Here’s a typical case:
Last October, a male in his mid-20s came to Quannacut from Stony Brook Eastern Long Island Hospital. He had multiple addictions, including heroin, cocaine, benzodiazepines and marijuana. He’d been drinking since age 12 and smoking since age 14. Despite three prior stints in rehab and one as an outpatient (none at a Stony Brook facility), he’d never strung together a month of continuous abstinence.
As a child he was regularly physically and verbally abused. There was sexual abuse too. He had PTSD. The patient had a high school diploma and some college. He had a work history but no job.
He had no comorbidities, but he had another dangerous condition common to addicts: homelessness. According to the CDC, homeless people have a mortality rate four to nine times higher than that of people with homes. His providers at Quannacut took the young patient’s homelessness as seriously as they did his addiction.

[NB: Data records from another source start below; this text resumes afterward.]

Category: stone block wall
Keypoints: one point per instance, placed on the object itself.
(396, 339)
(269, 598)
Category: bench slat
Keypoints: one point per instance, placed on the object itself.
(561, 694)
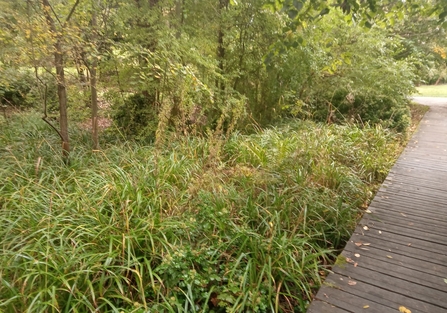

Last November, Quannacut Outpatient Services, part of Stony Brook Medicine, celebrated the grand opening of a newly expanded 14,000-square-foot facility in Riverhead.
Quannacut’s overarching goal is to eliminate barriers to treatment. It waives referrals and patient screenings, has walk-in hours, accepts all insurance, and offers self-pay treatment on a sliding scale. To reduce regulatory barriers, Quannacut is applying for licensure as Long Island’s first integrated clinic under the Office of Addiction Services and Supports.
But homelessness is a formidable barrier — “probably the No. 1 thing that undermines treatment,” Cohen says.
To help meet that need, Quannacut has expanded its sober houses from 10 to 18 male beds. (The long-term goal is to add more, including female beds.) While most sober houses limit stays to a few months, Quannacut will house patients indefinitely as long as they’re stable.
“From a clinical standpoint, it takes a year just to get your emotional equilibrium,” Cohen explains.
The young man who arrived at Quannacut last October was given a bed there the same day. (The house manager screened him while he was still in rehab.) The next day, Quannacut sent him to the Department of Social Services to get a housing subsidy, as 90% of its housing patients do. A day later he was evaluated for treatment. He was placed in multiple therapy groups, began weekly individual psychotherapy and started psychiatric treatment and MAT.
As of press time, he’s still living in the sober house.
Quannacut celebrates these incremental successes knowing they might not hold. Statistics suggest this young man will likely relapse. If he does, and wants to try abstinence again, he’ll know where to go.
“The old-school philosophy was to kick someone out if they relapse, which never made sense to me,” Cohen says. “Relapse happens. If someone needs a more structured or higher level of care, that’s different. But the idea is to help them work through it, identify the underlying problems and patterns, and try to resolve it. We can’t help them if they’re not here.”
At Quannacut — a Native word meaning “hope” — there is no one and done.
The “ Q” for Quannacut; Quannacut is a Native American word for hope.